| |
"Mış gibi" yapmak!
Ortalığı kasıp kavuran Malatya çocuk yuvası olayı üzerine tek satır yazı yazmadım. Gerçi ben şimdi birkaç satır karalamaya kalkıştığım anda da, mahkeme yayın yasağı getirdi ya.. Ama yine de "neden yazmadığımı"
Gizli kamera teknolojisi ile becerikli bir muhabirin gayreti sayesinde haberdar olduğumuz olay üzerine koca koca yazarların köşelerinde meseleye ağır yorumlar getirdiklerine tanık olunca, içimi sinsi bir duygu kemirmeye başladı. Bir "tiksinti" duygusuydu bu! Bu duygu önce, yuvada, cahili cühela tayfasının bebelere dayak atmasından, sonra bu gaddar ve vicdansız ortamın yaratılmış bulunmasından, daha sonra da koca koca yazarların hadiseye hayret etmeleri ve "devleti eleştirmeye" kalkışmalarından kaynaklanıyordu.
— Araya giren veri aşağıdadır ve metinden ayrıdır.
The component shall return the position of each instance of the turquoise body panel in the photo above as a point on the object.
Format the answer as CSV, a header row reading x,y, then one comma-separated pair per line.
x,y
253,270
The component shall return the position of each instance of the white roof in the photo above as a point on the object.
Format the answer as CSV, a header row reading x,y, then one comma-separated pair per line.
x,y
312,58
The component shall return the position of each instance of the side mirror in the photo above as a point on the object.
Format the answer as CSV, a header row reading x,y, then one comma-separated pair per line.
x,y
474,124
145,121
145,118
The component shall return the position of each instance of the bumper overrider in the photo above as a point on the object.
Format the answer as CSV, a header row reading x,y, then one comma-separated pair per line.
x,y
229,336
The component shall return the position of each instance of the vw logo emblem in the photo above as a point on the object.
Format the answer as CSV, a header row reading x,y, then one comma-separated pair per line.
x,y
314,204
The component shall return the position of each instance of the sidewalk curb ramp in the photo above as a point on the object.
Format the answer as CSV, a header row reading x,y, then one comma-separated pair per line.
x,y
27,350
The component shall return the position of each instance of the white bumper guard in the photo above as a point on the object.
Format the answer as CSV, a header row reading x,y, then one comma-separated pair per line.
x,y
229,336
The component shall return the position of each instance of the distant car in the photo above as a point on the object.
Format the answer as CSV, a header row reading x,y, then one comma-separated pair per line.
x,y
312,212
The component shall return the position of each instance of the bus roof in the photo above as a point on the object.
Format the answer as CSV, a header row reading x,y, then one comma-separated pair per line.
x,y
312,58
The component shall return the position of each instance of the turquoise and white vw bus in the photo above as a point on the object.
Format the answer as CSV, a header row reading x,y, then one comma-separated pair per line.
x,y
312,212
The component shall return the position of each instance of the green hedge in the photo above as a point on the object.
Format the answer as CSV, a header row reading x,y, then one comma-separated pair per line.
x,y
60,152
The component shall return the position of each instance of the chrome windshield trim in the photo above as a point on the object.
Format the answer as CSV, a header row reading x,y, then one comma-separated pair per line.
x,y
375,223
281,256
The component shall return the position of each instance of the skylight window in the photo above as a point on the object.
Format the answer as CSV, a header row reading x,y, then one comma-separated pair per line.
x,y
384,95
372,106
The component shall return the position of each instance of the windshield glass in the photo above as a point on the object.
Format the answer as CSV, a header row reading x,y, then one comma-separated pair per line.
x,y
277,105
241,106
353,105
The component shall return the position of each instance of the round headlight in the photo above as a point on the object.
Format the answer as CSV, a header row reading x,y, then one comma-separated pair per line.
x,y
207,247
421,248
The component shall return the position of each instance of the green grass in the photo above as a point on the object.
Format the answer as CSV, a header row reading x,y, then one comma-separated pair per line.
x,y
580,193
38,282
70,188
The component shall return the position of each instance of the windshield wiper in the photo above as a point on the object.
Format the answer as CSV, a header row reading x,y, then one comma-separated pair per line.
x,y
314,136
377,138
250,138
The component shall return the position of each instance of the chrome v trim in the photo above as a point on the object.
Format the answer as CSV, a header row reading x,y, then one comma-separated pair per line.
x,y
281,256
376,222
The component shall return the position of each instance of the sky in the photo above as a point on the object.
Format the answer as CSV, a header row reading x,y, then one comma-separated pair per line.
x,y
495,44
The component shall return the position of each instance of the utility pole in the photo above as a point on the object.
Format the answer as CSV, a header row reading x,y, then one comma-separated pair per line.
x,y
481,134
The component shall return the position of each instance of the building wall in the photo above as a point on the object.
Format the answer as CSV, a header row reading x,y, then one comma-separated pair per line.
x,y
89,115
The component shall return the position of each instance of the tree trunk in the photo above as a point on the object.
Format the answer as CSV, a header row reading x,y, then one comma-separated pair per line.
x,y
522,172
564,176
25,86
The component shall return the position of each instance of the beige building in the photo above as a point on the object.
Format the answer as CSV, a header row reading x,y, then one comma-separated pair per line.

Basında 25-35-45 ve hatta 55 yıl yer tutmuş, arka taraflarındaki kıllar çoktan kadayıf teline dönmüş adamlar, nasıl oluyor da, devletin çalıştırdığı bir çocuk yuvasındaki dayaklara bu kadar dehşetle şaşırıyorlar ve hiddete kapılıyorlardı? Hiç mi bilmiyorlardı? Hiç mi tahmin etmiyorlardı?
Demek ki bu arkadaşların büyük çoğunluğu bugüne kadar "mış gibi" yapıyorlardı. Sanki dayak hiç yoktu, çocuklar ballar böreklerle besleniyor, omuzlarda taşınıyordu! Külahıma anlatırlarsa belki külahım onlara bir işaret yapacaktır.
Bu ülkede "Devlet" esas olarak, vatandaşına "reaya muamelesi" yapmaya alışkındır. Daha da ötesi, devlet, vatandaşın önünde kendini astığı astık, kestiği kestik olarak görmek gibi bir hastalıktan mustariptir. Tümden dönüşünceye kadar da mustarip kalacaktır. Ne antibiyotik, ne aspirin, ne de C vitamini bu durumu değiştiremez. Bu sebeple, devlet kurumlarında, "reaya çocuklarının" pataklanmasından daha doğal bir sonuç da olamaz. Olamazdı!
Var mı itiraz edecek bu sözlerime? Küçük bir kasabada bile... (Hatta Türkiye'nin bütün kasabalarında...) Statü gereği "Şehir kulübü"ne veya yerel mahfile girmeye hak kazanmış olanlar... Nüfus ve tapu müdürleri, belediye başkan ve yardımcıları, hakim ve savcılar, askeri erkan, mülki erkan, okul müdürleri, ticaret ve sanayi odası başkanları, bilmemne dernekleri yönetim kurulu başkanları, borsa başkanları... Vesaire... Ucundan poposundan, devletin mümessilleridir, devlet adına orada bulunmaktadırlar... Bunların dışındaki halk da reayadır!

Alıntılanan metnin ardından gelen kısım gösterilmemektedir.